Improving dataset loader and preprocess script
There are some severe speed issues with the preprocess and data loader script and this oftens makes benchmarking a rather tedious process. I'll work on clearing up the technical debt here (mostly mine 😅).
Starting with the preprocess script the current time taken is as follows (noting that I've already done some optimization here for loading the file). This is from the sx-stackoverflow set to cutoff at 20M edges.
Namespace(dataset='sx-stackoverflow', base=10000000, percent_change=2.0, cutoff_time=20000000)
[CHECKPOINT]::FILE_PARSING_COMPLETED in 31.958895921707153s
[CHECKPOINT]::PREPROCESS_GRAPH in 661.6636250019073s
[CHECKPOINT]::JSON_DUMP in 95.33747601509094s
I tried tweaking around with this a bit but I think this is acceptable and hence moving on.
Okay so I have identified a few repeated operations in the data loading pipeline.

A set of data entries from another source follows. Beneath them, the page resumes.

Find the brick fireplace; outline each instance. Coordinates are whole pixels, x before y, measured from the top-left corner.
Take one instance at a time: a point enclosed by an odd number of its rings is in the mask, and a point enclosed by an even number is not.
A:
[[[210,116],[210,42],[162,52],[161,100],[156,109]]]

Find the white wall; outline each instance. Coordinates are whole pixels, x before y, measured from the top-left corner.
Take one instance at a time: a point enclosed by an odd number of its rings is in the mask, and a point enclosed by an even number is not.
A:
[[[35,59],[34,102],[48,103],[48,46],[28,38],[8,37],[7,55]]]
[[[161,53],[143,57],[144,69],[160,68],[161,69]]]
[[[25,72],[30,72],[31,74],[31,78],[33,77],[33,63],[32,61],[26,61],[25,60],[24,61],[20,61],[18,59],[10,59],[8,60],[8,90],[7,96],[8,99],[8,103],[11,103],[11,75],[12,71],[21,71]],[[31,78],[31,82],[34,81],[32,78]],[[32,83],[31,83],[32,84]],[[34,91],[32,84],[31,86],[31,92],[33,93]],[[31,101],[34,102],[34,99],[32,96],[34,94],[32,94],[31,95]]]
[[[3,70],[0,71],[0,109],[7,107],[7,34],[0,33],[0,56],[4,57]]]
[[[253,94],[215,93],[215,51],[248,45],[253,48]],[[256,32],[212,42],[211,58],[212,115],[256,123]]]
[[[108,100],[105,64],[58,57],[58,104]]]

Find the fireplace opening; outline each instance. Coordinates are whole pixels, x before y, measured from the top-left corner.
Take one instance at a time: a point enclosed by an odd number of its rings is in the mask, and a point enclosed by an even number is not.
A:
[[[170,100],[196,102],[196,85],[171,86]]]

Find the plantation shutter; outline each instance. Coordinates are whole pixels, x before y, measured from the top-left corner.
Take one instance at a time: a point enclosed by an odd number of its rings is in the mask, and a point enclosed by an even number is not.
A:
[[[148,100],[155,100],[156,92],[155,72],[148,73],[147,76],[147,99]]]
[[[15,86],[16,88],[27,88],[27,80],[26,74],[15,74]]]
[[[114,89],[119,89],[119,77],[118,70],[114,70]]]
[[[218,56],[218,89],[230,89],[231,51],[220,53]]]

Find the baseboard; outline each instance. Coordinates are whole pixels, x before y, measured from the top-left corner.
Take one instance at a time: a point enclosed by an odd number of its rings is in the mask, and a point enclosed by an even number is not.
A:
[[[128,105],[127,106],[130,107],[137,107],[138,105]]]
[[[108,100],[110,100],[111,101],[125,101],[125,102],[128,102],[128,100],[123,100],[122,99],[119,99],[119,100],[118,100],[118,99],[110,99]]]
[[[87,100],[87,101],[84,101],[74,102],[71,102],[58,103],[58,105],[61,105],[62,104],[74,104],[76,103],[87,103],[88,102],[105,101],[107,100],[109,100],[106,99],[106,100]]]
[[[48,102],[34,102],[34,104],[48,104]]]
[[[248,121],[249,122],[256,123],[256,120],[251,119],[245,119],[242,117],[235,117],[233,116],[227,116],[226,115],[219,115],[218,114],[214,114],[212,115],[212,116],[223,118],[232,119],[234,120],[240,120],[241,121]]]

Right now the flow is
Dataset (edge list) ----(Preprocessor)--> JsonData (add/delete list) ----(Data loader)--> GraphObj (edge list) ---(GraphObjConstructor)--> GPMA format (add/delete list)
I think we can drop the last two conversions and just pipe in the original edge list and add/delete list. @nithinmanoj10 any opinions against this approach?
I'll try making the changes to see if there is some dependency I missed.
Starting with the preprocess script the current time taken is as follows (noting that I've already done some optimization here for loading the file). This is from the
sx-stackoverflowset to cutoff at 20M edges.Namespace(dataset='sx-stackoverflow', base=10000000, percent_change=2.0, cutoff_time=20000000) [CHECKPOINT]::FILE_PARSING_COMPLETED in 31.958895921707153s [CHECKPOINT]::PREPROCESS_GRAPH in 661.6636250019073s [CHECKPOINT]::JSON_DUMP in 95.33747601509094sI tried tweaking around with this a bit but I think this is acceptable and hence moving on.
In which file did you benchmark the preprocessing steps? @JoelMathewC
I'm running tests on benchmarking/dataset/preprocessing/preprocess_temporal_data.py. I'll push the changes I made soon. I'm still running a few tests myself.